How to Use Grouping Sets in Django

How We Cut Response Time In Half Using Advanced SQL In Django


I recently had the pleasure of optimizing an old dashboard. The solution we came up with required some advanced SQL that Django does not support out of the box. In this article I present the solution, how we got to it, and a word of caution.

advanced SQL

This article covers advanced topics in SQL aggregation. If you need to perform GROUP BY in Django ORM check out Understand Group by in Django with SQL.

The Dashboard

The dashboard is of a sales model. It includes a simple table with metrics grouped by merchants and their devices, and a summary line.

The code to produce the table looks roughly like this:

from django.db.models import Sum, Count, Avg, Q

metrics =  {
    'total': Count('id'),
    'avg_charged_amount': Avg('charged_amount'),
    'unique_users': Count('user', distinct=True),
}

results = (
    Sale.objects
    .values('merchant', 'device')
    .annotate(**metrics)
)

The code to produce the summary line uses the same metrics, and looks likes this:

summary =  Sale.objects.annotate(**metrics)

Our admin gets a nice dashboard that looks roughly like this:

A summary line in Django Admin page
A summary line in Django Admin page

see also

On how to create the dashboard above see How to Turn Django Admin Into a Lightweight Dashboard

The Problem

The dashboard was working well for about three years. We got good response times and accurate information. However, as data piled up, performance has degraded to a point where the page became unusable.

To analyze the problem, we inspected the SQL, and timed it. The query to produce the table looks like this:

SELECT
    merchant,
    device,
    COUNT(id) AS total,
    AVG(charged_amount) AS avg_charged_amount,
    COUNT(DISTINCT user_id) AS unique_users
FROM
    sale
GROUP BY
    merchant,
    device

At worst, this query took about 30s to complete.

The next query executed by the dashboard was used to produce the summary line:

SELECT
    COUNT(id) AS total,
    AVG(charged_amount) AS avg_charged_amount,
    COUNT(DISTINCT user_id) AS unique_users
FROM
    sale

This query took roughly the same time, ~30s. Together, at their worst, the two queries took more than a minute to complete.

Aggregate in Memory

Both queries process the exact same data, the only difference is the GROUP BY key. The first query produces results at the merchant and device level, the second produces the same aggregates for the entire dataset.

The first thought that came to mind was to calculate the summary by aggregating the results in-memory.

The first metric, total, is easy to calculate:

summary_total = sum(r['total'] for r in results)

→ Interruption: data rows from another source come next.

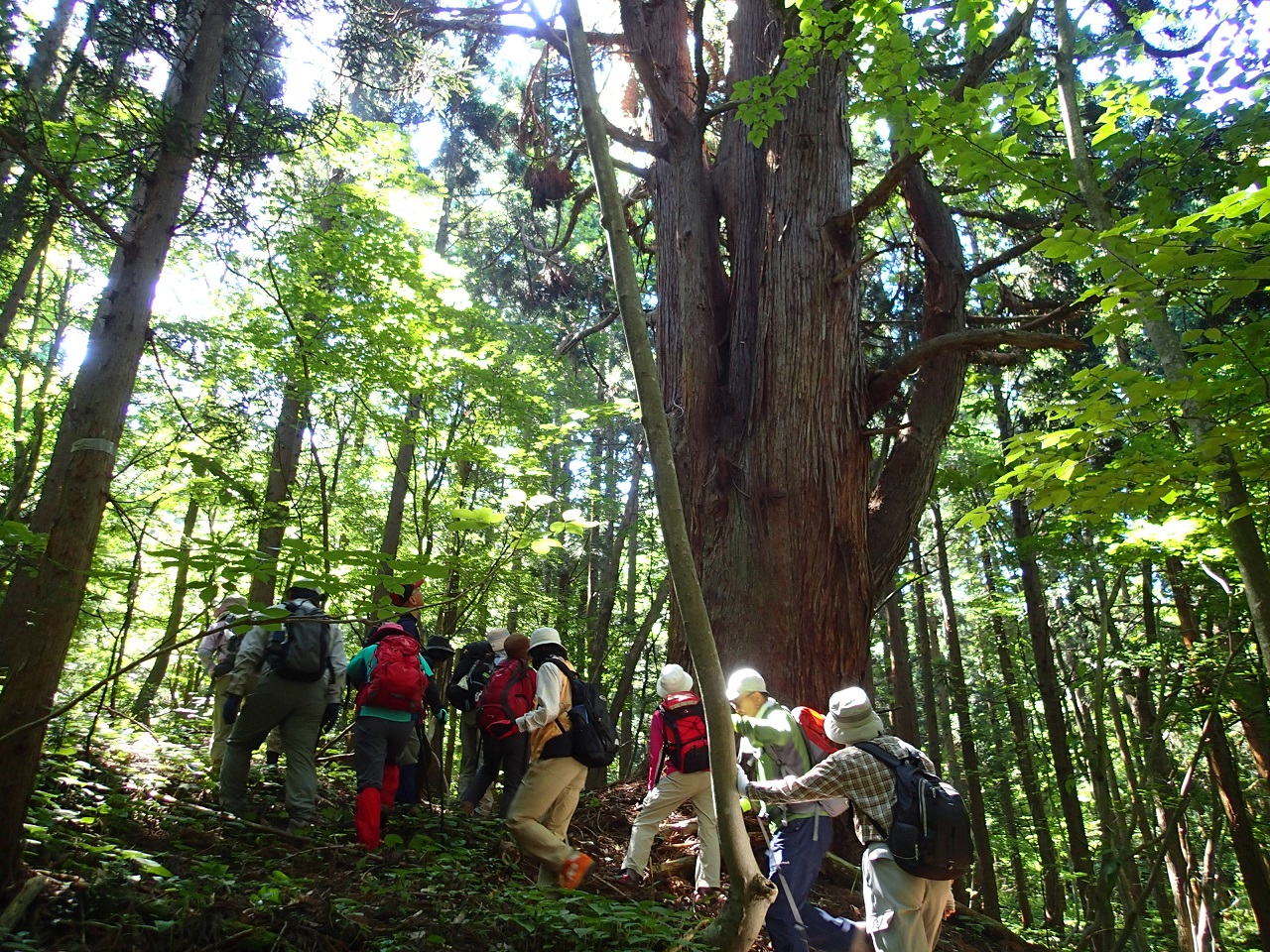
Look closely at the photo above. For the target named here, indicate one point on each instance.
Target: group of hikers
(525, 712)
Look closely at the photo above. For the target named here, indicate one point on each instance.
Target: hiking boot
(707, 895)
(574, 871)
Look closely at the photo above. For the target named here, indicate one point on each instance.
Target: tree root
(19, 904)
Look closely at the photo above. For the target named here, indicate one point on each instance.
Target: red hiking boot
(391, 778)
(574, 871)
(366, 817)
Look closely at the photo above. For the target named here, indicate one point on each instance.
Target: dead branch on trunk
(19, 904)
(976, 67)
(884, 384)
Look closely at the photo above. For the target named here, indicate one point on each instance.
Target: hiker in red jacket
(679, 770)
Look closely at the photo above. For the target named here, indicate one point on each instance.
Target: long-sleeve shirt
(214, 645)
(781, 752)
(252, 658)
(550, 715)
(851, 774)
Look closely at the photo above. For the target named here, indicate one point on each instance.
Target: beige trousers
(540, 814)
(663, 800)
(903, 912)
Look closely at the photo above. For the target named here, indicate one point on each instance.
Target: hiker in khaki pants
(540, 814)
(302, 666)
(217, 652)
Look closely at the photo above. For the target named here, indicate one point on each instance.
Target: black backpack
(593, 739)
(302, 649)
(472, 669)
(930, 835)
(686, 743)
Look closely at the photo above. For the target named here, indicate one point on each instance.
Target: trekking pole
(785, 885)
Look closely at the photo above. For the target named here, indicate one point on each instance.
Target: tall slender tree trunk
(1160, 772)
(176, 615)
(30, 434)
(926, 655)
(1010, 820)
(607, 594)
(903, 717)
(1093, 898)
(44, 599)
(275, 515)
(403, 468)
(1225, 774)
(987, 897)
(1029, 775)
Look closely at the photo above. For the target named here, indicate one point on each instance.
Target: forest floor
(136, 857)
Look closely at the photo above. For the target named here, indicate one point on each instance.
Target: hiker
(391, 676)
(302, 674)
(217, 652)
(475, 664)
(508, 694)
(679, 770)
(543, 807)
(903, 911)
(412, 601)
(425, 740)
(802, 832)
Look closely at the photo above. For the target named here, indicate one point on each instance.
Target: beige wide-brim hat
(672, 680)
(743, 682)
(544, 636)
(497, 638)
(851, 717)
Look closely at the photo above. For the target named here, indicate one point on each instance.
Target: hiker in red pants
(391, 678)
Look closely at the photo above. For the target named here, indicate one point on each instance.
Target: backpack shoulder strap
(892, 762)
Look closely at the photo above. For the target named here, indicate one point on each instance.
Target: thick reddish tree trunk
(44, 601)
(762, 366)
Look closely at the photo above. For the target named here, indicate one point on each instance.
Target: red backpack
(818, 744)
(398, 680)
(507, 694)
(686, 743)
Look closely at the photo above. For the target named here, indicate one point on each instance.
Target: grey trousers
(296, 708)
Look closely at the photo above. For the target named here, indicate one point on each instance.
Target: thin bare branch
(883, 384)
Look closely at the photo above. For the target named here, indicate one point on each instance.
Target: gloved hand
(330, 716)
(502, 730)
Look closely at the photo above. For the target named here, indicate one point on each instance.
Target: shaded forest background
(372, 338)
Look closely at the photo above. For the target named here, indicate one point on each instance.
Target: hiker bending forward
(540, 814)
(679, 770)
(802, 832)
(905, 911)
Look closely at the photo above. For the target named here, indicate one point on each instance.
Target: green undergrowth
(136, 865)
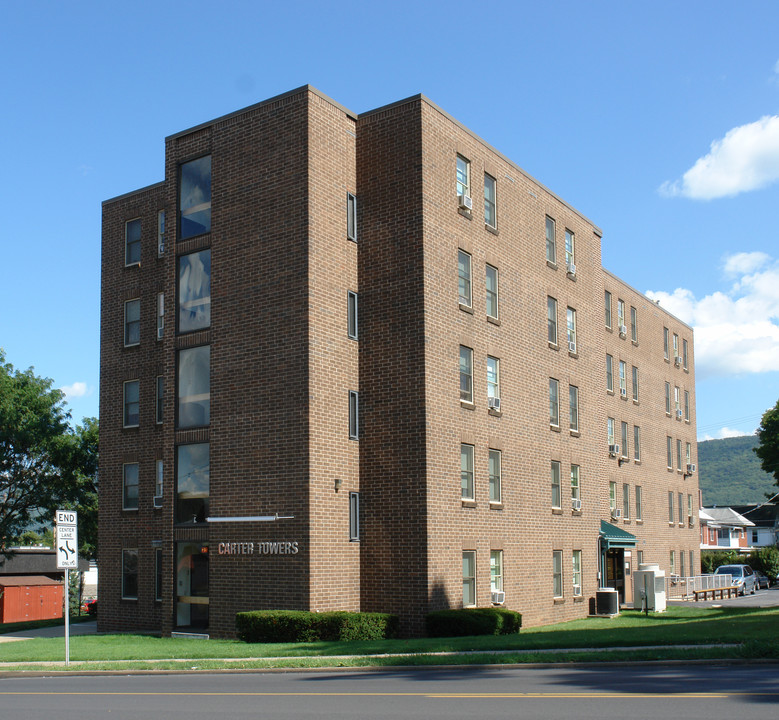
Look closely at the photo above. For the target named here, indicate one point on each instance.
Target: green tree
(768, 447)
(44, 463)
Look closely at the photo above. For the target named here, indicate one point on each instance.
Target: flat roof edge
(133, 192)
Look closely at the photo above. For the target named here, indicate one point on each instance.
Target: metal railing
(678, 587)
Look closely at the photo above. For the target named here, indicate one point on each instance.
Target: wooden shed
(30, 597)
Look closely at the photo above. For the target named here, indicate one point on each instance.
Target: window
(490, 206)
(160, 315)
(493, 378)
(466, 374)
(351, 217)
(354, 415)
(557, 573)
(466, 471)
(469, 578)
(551, 245)
(624, 438)
(570, 259)
(194, 291)
(495, 476)
(132, 322)
(635, 384)
(571, 319)
(158, 574)
(192, 482)
(132, 242)
(131, 403)
(575, 485)
(129, 574)
(573, 407)
(621, 316)
(556, 490)
(464, 273)
(492, 292)
(160, 233)
(554, 402)
(130, 486)
(194, 387)
(551, 320)
(351, 315)
(159, 480)
(576, 572)
(160, 398)
(354, 516)
(195, 198)
(463, 176)
(496, 570)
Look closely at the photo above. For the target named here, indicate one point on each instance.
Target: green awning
(614, 536)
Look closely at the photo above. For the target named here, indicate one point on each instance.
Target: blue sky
(658, 121)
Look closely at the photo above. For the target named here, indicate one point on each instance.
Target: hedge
(304, 626)
(473, 621)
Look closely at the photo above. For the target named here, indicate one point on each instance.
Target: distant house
(723, 529)
(765, 519)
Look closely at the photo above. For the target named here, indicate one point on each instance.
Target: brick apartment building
(365, 362)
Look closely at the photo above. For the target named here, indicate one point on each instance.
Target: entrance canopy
(615, 537)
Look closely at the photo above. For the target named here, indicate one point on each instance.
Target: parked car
(763, 581)
(743, 577)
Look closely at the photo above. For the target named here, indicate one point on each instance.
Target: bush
(303, 626)
(473, 621)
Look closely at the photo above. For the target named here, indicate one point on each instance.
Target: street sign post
(66, 522)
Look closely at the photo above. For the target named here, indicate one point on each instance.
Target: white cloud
(77, 389)
(747, 158)
(736, 331)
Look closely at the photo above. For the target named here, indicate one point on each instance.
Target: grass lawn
(754, 629)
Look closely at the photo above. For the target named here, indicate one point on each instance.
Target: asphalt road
(698, 692)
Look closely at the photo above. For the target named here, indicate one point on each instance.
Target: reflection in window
(195, 198)
(194, 387)
(195, 291)
(192, 483)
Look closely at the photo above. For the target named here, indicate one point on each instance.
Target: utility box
(649, 588)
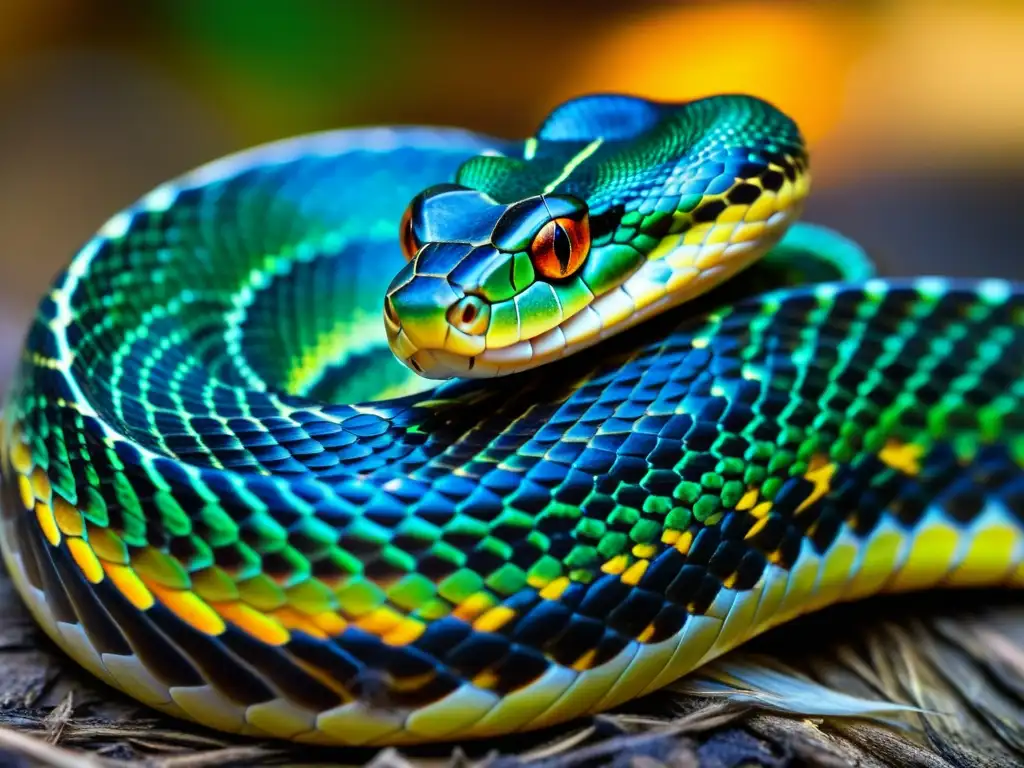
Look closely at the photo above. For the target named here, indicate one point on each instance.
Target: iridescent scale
(224, 496)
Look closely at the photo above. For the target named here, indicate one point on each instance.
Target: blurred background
(913, 109)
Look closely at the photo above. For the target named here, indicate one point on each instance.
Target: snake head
(481, 276)
(617, 209)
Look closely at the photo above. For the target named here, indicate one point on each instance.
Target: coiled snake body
(225, 495)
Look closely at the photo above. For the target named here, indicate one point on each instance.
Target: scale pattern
(192, 516)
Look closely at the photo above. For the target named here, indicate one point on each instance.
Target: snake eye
(559, 249)
(410, 244)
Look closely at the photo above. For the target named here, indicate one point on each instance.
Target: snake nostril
(389, 311)
(470, 315)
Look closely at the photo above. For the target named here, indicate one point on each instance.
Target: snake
(390, 435)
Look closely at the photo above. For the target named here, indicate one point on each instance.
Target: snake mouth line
(655, 287)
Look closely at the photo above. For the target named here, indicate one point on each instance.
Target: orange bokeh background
(913, 109)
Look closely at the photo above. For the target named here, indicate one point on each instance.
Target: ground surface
(960, 655)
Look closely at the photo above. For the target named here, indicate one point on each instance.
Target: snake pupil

The second metric is the average charged amount. We can't just sum the average for each device and merchant, we need additional information.

To calculate the average charged amount for all merchants and devices, we need to divide the total charged amount by the number of sales. We already have the number of sales, so we need to add a metric for the total charged amount:

metrics =  {
    'total': Count('id'),
    'avg_charged_amount': Avg('charged_amount'),
    'total_charged_amount': Sum('charged_amount'),
    'unique_users': Count('user', distinct=True),
}

Now that we have both total and total_charged_amount, we can compute avg_charged_amount:

summary_total = sum(r['total'] for r in results)
summary_total_charged_amount = sum(r['total_charged_amount'] for r in results)
summary_avg_charged_amount = summary_total_charged_amount / summary_total

We have one metric left, unique_users. This metric counts the unique number of users that visited each device at each merchant. The same user can visit several devices at different merchants. If we sum unique_users we won't get the correct metric for the entire set.

It's impossible to accurately compute distinct values from aggregated results, so the solution must be in the database.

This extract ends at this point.